Are you thinking of quitting?

Published 10:17 am Wednesday, August 29, 2018

by Charles Qualls

What is the strangest thing anyone has ever asked you to eat or drink? This is not an endorsement, but in the days since his death we’ve watched some episodes of Anthony Bourdain’s culinary tourism shows again. A trained executive chef, he traveled to obscure parts of the world. At times, he tried things I just don’t think I could manage to get in my mouth. 

My wife has a more adventurous palate than I do. What I mean is that sometimes we can sit down in a restaurant and open the menu, and I’ll know what she’s going to order before I know what I will. She is drawn toward the weirdest thing they’re serving sometimes. 

Jesus said in John 6: 56-69, “Those who eat my flesh and drink my blood abide in me, and I in them.” He was teaching in the synagogue at Capernaum. The place just about came apart. 

I have to appreciate that some in v60 began to voice their resistance to this new teaching, I suppose.  What bothers me is that they evidently did it in a way that our system here at Franklin Baptist Church very firmly says we won’t. 

They started murmuring among themselves. “This is a difficult teaching.” Little biting remarks here, cutting their eyes there. Talking about it in the parking lot and making secret phone calls about Him behind his back would’ve started up next, but Jesus sensed what was happening. 

“Does this offend you?” he asked.

You know, the teachings of Jesus do offend people. Try standing where I do every week. Or teaching a Wednesday night Bible study for very long. You’ll find out quickly that some Christ-professing, Bible trivia-playing Believers will fall out with Jesus sooner or later. 

One inconvenient truth here. A challenging sense of call there. A value from God that pushes up against their own latent bias here, that runs counter to their ingrained prejudice there. Say something that comes straight from the mouth of Christ, but runs against their own partisan political party, they’ll come after you.   

Of course, they think their argument is with you, since you’re the one doing the teaching.

I think that’s why it’s so entertaining to see Jesus have to handle one of these little kerfuffles among his own disciples. 

That’s right. These folks who walked off to the smoking area grumbling about Jesus were his own disciples. Now, not exactly the Twelve.

We are reminded here that Jesus had a much larger following who were understood to be disciples. It’s just that we seem to refer to “the Twelve” interchangeably as “the disciples” a lot of the time.

I think for those of us raised inside the Christian faith, words Jesus’ here don’t faze us much. On a historic and collective level, we’ve had 2,000 years to tune our ears to them.

Most of us hear them as symbolic, if we hear them at all, so ubiquitous have they become for us. Especially in churches like ours, which celebrates communion on a monthly basis. 

The cup of Christ. The bread of life. The body of Christ. Bread, blood. Wine … these are not new concepts for us. 

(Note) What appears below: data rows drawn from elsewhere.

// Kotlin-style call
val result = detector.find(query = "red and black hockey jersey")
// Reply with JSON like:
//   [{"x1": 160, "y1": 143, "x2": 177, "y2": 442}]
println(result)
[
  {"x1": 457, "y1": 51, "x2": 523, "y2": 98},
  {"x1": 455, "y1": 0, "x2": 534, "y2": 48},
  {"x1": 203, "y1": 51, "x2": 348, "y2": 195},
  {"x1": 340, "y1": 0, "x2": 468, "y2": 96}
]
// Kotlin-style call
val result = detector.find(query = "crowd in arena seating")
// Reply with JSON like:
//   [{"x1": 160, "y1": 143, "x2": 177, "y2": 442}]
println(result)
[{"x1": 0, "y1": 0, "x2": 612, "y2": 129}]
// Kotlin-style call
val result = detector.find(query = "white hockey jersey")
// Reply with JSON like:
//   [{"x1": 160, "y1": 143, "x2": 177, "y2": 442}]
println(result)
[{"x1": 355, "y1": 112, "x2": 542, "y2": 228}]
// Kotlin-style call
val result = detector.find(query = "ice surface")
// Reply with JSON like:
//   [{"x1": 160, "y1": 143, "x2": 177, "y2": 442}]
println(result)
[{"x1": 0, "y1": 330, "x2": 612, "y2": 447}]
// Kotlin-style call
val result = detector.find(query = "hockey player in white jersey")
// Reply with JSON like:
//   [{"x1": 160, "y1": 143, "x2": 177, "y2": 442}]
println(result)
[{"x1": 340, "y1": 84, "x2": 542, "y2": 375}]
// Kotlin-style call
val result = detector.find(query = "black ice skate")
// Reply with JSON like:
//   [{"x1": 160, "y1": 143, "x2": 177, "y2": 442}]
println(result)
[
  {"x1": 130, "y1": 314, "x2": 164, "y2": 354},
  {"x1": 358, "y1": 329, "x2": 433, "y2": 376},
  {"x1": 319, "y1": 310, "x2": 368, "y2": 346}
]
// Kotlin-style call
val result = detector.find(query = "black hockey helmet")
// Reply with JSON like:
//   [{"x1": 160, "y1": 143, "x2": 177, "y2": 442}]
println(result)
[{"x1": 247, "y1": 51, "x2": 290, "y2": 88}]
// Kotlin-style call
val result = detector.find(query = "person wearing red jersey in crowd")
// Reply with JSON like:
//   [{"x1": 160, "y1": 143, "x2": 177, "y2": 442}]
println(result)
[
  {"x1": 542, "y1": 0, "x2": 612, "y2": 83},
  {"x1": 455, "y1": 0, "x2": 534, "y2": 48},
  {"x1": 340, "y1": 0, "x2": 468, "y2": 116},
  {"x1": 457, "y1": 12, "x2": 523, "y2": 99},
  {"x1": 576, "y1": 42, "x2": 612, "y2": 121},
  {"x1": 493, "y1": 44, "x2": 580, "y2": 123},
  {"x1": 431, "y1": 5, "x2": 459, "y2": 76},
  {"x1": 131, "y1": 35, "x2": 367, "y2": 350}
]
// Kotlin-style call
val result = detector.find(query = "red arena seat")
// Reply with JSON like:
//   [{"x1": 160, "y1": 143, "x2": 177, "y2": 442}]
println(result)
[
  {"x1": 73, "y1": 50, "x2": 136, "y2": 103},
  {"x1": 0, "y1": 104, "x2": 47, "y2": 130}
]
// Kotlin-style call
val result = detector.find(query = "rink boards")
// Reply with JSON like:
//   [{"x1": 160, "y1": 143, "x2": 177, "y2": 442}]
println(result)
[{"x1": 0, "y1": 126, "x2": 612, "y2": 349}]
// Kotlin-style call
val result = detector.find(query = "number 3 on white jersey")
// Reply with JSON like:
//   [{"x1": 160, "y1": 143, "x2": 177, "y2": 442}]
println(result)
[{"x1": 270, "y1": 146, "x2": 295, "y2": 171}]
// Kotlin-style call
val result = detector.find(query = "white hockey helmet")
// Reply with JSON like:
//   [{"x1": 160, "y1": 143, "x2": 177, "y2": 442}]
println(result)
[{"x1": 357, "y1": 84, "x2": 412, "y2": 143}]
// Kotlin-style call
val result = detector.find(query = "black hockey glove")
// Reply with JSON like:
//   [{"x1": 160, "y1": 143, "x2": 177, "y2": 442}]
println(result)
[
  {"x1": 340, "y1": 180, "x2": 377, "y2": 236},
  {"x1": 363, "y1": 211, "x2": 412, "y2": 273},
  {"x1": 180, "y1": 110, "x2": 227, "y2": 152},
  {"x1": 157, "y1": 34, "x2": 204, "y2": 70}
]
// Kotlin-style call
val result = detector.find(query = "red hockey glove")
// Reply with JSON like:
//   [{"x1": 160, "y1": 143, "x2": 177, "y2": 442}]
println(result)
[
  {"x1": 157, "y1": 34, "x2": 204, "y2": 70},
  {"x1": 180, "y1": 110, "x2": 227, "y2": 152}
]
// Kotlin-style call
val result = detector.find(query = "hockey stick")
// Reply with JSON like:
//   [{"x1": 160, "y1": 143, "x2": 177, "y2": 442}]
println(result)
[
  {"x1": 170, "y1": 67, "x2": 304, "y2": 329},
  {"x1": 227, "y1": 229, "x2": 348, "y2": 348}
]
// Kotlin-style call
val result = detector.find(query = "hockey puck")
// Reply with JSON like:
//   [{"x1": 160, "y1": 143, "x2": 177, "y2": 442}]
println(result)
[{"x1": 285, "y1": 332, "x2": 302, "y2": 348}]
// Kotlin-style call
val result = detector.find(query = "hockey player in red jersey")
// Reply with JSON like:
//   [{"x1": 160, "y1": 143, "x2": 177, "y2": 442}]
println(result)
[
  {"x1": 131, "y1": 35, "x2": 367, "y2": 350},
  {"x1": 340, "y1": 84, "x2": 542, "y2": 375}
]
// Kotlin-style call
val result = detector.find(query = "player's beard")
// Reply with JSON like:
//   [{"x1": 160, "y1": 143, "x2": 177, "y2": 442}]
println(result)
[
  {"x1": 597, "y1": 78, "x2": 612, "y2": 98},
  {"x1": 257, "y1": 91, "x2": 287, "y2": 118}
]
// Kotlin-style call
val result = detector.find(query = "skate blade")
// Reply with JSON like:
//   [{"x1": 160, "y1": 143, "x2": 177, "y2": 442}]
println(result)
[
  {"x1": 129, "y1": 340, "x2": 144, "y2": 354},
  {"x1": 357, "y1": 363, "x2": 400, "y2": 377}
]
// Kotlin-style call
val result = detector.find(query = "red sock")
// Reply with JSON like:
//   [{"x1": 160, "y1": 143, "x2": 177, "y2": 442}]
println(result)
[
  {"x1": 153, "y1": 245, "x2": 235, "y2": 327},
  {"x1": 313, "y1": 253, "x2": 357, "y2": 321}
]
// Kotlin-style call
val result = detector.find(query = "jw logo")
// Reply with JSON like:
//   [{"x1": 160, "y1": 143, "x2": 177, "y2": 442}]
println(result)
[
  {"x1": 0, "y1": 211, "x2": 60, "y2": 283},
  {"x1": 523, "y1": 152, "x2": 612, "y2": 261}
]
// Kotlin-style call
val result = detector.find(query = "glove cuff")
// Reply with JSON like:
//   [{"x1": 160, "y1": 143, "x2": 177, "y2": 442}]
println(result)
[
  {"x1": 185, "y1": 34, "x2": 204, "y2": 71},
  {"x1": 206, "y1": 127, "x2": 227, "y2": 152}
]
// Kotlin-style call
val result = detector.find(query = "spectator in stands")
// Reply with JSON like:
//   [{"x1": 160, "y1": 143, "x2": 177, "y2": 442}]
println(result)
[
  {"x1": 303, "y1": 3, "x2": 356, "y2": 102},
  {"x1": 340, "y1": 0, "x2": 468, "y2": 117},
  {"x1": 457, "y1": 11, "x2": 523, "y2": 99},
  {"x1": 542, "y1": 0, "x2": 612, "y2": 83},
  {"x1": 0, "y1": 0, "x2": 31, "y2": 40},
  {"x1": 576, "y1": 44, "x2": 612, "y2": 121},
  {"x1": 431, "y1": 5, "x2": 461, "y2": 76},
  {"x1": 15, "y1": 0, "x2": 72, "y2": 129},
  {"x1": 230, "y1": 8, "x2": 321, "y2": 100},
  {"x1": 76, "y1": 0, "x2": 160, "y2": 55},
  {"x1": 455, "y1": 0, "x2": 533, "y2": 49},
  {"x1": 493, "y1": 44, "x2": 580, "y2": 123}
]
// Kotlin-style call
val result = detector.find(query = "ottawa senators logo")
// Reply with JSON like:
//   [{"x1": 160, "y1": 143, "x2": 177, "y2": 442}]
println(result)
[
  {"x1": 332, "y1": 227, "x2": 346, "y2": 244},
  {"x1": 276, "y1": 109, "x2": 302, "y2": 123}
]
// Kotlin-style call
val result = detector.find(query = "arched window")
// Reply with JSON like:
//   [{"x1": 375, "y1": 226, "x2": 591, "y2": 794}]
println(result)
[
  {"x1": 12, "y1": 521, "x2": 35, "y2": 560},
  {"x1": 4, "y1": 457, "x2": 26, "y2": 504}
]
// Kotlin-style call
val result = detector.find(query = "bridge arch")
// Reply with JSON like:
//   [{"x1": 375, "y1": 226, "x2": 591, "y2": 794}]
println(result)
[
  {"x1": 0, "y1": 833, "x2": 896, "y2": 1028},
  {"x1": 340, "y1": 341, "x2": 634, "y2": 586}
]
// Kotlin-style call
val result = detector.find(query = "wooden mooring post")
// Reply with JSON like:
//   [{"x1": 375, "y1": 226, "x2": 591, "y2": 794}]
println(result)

To folks outside our faith, indeed to those who were gathered within the sound of Jesus’ voice, this language could be a little more foreign. The symbolism had a sharper edge to it.  For those who heard it here in John 6, this was a crisis. 

If you’ve ever heard me say that the real Jesus is a tough sell, mark this story down. Mass crowd appeal in the face of our Lord is tough to conjure up. Because he’ll ask you to believe things that don’t add up. He’ll ask you to be things that might be risky at times. He’ll ask you to do things that aren’t comfortable always.

Have you ever considered that if your experience with Jesus has always been comfortable … that if your sense of calling in the name of Christ has never nudged you toward discomfort…if you haven’t found our Lord’s gospel to be just a touch off-putting, then I’ve got to wonder if you’ve fully experienced the true essence of Jesus.

If they had listened on, instead of trying so hard to take Jesus literally, they wouldn’t have quit on him mid-sentence.

To consume the Christ means to take him seriously. To take on his convictions and to live as he did. If he abides in you and you abide in him, there is life! Here and now. Later, too. 

I wonder what all we think we understand about Jesus that we really don’t?